---

# <font color="red">Introduction to Data Flow</font>
<p style="margin-left:10%; margin-right:10%;">modified to use <font color="teal">MovieLens Dataset and Parquet Files</font></p>

---

# Overview:

This notebook demonstrates operations that can be performed using the Advanced Data Science (ADS) Data Flow module. The demonstrated operations are: 

* How to prepare and create an application.
* How to prepare and create a run.
* How to list existing Data Flow applications.
* How to retrieve and display the logs.

The purpose of the `dataflow` module is to provide an efficient and convenient way for users to launch an Apache Spark application and run Apache Spark jobs.

***
   
## Contents:
* <a href='#instance'>Creating a Data Flow application</a>
    * <a href='#instance'>Create a Data Flow instance</a>
       * <a href='#templates'>Leveraging PySpark and Apache Spark SQL templates</a>
       * <a href='#appscript'>application script</a>
    * <a href='#app'>Preparing the application</a>
    * <a href='#regapp'>Registering the application</a>
* <a href='#run'>Running a Data Flow application</a>
    * <a href='#run'>Preparing the run</a>
* <a href='#logs'>Working with logs</a>
* <a href='#sync'>Editing and synchronizing a PySpark script</a>
* <a href='#params'>Passing Arguments to the script</a>
* <a href='#list'>Listing, filtering, and sorting existing Data Flow applications and runs</a>
* <a href='#load'>Loading an existing Data Flow application</a>
* <a href='#reference'>References
</a>

---

**Important:**

**Cancellare** il file result.csv dal bucket WORKSHOP prima di rilanciare la demo

---
The notebook is compatible with the following [Data Science conda environments](https://docs.oracle.com/en-us/iaas/data-science/using/conda_environ_list.htm):

* [PySpark 2.4 and Data Flow](https://docs.oracle.com/en-us/iaas/data-science/using/conda-pyspark-fam.htm) for CPU on Python 3.7 (version 3.0)


In [1]:
import ads
import io
import os
import tempfile
import uuid

from ads.common import auth as authutil
from ads.dataflow.dataflow import DataFlow
from os import path

The following cell can be commented it out if API keys are used.

In [2]:
ads.set_auth(auth="resource_principal")

# Creating a Data Flow application

<a id='instance'></a>
## Create a Data Flow instance

A `DataFlow` object is used to interact with the Data Flow service. The optional `dataflow_base_folder` parameter defines the path where the Data Flow artifacts are stored. It defaults to the `~/dataflow` folder. A compartment can be specified with the optional `compartment_id` parameter. The default behavior is to use the compartment of the notebook session.

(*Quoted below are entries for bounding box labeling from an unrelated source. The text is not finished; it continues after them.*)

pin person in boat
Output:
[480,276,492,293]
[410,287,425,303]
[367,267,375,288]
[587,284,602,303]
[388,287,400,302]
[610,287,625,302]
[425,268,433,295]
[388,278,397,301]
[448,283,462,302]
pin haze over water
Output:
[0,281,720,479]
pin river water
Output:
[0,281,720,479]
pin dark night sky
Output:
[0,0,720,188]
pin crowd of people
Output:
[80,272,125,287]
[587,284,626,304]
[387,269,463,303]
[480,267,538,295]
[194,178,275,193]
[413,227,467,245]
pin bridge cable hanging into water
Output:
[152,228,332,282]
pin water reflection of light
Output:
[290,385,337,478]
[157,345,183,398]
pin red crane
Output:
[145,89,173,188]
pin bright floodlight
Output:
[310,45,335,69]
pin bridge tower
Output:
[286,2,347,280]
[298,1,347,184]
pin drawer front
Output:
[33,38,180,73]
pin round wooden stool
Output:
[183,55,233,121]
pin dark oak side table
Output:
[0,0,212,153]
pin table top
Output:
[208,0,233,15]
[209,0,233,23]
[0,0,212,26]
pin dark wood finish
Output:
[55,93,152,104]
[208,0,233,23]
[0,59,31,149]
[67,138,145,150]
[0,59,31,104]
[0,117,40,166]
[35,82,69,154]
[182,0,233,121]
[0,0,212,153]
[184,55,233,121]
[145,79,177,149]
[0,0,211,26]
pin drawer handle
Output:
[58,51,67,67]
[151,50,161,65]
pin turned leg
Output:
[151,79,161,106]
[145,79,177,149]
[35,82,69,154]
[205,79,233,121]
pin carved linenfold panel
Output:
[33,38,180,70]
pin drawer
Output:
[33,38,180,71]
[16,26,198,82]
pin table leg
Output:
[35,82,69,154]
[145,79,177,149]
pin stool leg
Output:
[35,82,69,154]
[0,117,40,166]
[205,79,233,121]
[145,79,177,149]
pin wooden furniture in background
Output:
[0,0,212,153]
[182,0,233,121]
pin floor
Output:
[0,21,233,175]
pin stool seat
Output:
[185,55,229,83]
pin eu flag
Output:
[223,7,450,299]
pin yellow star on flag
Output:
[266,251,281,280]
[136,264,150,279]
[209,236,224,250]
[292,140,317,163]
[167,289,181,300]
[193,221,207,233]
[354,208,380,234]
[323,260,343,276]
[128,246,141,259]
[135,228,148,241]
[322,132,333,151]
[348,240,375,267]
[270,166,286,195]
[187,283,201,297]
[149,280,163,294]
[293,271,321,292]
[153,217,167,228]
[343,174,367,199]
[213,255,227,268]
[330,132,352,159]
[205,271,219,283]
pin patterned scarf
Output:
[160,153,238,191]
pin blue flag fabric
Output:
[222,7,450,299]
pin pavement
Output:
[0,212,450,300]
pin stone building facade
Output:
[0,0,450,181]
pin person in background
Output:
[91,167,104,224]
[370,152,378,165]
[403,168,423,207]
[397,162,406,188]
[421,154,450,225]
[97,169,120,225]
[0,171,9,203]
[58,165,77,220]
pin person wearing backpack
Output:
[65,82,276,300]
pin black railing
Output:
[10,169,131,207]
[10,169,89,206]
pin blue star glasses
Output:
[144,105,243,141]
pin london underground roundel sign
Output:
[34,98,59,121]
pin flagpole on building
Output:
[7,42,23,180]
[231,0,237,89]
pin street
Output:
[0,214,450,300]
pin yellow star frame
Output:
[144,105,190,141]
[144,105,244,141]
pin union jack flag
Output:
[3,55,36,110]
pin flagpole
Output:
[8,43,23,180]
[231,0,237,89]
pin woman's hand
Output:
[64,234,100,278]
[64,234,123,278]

The optional parameters like `os_auth` can be used to specify the preferred authentication method to access OCI Object Store.

In [3]:
dataflow_base_folder = tempfile.mkdtemp()

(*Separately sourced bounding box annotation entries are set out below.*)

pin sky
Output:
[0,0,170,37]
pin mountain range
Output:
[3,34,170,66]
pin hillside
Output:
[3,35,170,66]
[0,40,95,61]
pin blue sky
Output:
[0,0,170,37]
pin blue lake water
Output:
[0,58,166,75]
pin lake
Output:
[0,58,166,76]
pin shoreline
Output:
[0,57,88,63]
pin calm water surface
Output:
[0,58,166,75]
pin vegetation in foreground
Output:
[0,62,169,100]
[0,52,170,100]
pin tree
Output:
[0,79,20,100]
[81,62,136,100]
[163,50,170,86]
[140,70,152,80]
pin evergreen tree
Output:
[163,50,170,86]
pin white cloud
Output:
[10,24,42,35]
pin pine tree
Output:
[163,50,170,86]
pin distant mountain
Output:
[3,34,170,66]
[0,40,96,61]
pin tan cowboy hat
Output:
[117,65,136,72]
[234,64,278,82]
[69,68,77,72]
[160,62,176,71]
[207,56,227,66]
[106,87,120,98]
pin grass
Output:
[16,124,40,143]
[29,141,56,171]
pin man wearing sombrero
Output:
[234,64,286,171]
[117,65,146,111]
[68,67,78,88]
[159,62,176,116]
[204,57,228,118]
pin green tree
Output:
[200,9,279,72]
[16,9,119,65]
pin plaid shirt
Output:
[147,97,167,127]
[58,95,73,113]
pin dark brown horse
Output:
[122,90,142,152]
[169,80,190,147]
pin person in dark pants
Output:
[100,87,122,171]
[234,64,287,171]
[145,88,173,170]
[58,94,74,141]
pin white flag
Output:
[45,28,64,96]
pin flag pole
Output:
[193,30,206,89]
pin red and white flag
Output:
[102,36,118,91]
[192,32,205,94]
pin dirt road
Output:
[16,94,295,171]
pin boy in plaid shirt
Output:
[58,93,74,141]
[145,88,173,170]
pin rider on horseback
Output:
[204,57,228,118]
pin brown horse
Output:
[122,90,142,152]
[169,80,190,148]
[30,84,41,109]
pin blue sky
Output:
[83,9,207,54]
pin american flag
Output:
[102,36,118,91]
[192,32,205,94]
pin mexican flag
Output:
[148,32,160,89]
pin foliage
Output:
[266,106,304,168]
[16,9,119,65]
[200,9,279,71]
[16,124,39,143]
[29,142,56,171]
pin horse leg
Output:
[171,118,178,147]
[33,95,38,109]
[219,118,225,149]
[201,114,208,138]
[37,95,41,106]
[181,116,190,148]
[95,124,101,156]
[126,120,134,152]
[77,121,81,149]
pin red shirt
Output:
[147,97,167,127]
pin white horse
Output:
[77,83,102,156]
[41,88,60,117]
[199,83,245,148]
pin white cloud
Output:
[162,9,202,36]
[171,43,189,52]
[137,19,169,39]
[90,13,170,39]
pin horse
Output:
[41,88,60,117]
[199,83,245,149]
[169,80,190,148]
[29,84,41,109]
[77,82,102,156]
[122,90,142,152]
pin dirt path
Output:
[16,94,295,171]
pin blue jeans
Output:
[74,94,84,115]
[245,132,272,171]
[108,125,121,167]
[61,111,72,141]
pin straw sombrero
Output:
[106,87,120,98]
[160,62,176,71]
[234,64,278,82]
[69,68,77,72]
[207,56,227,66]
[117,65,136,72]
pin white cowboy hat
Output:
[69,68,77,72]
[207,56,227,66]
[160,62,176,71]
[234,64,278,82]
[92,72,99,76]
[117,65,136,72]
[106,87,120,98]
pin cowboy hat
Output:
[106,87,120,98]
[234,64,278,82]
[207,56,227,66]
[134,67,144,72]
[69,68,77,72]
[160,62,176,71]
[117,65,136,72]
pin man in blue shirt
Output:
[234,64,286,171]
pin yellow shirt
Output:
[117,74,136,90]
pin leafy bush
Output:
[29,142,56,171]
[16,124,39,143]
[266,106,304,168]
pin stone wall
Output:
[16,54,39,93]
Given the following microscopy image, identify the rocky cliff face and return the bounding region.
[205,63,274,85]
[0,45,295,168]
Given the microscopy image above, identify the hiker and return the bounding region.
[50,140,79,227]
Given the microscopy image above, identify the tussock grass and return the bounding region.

# modificato in modo da usare RP
data_flow = DataFlow(dataflow_base_folder=dataflow_base_folder, os_auth=authutil.resource_principal(), df_auth=authutil.resource_principal())

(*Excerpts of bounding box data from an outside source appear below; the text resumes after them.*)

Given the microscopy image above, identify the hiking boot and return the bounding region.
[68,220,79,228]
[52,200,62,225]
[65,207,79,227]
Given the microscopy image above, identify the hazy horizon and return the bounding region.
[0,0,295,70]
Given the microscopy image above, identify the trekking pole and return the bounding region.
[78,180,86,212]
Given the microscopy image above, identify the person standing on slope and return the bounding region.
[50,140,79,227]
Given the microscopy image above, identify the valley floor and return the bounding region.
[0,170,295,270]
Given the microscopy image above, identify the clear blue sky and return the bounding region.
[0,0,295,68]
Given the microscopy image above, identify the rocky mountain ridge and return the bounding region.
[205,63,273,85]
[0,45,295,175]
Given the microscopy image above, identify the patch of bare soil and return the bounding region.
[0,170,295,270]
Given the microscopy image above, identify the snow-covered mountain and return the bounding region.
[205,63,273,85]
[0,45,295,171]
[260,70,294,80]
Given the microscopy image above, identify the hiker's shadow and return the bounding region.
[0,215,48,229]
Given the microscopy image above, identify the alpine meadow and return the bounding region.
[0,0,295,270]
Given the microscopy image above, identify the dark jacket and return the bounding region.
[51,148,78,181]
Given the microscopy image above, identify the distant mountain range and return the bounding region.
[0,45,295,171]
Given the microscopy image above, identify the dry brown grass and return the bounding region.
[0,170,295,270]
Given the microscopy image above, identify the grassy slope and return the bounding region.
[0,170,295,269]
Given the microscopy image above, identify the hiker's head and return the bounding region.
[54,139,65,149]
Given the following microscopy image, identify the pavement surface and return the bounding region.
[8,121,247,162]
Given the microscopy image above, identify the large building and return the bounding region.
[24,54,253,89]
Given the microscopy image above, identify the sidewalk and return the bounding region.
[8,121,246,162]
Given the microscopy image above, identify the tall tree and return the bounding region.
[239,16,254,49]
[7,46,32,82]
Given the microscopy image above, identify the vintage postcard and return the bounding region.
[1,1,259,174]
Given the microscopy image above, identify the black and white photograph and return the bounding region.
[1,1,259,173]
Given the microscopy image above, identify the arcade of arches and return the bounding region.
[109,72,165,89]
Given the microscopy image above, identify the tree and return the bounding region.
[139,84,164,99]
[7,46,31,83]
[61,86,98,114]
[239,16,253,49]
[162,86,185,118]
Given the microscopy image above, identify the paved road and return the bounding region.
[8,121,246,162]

print("Data flow directory: {}".format(dataflow_base_folder))

Data flow directory: /tmp/tmpq12o3t1y


<a id='template'></a>
### Leveraging PySpark and Apache Spark SQL templates

The PySpark and Apache Spark SQL templates assist you to get started with Data Flow. Use `data_flow.template()` to generate a template file. 

The supported templates are:
1. `standard_pyspark`: template, which is for standard PySpark jobs.
2. `sparksql`: template, which is for Apache Spark SQL jobs.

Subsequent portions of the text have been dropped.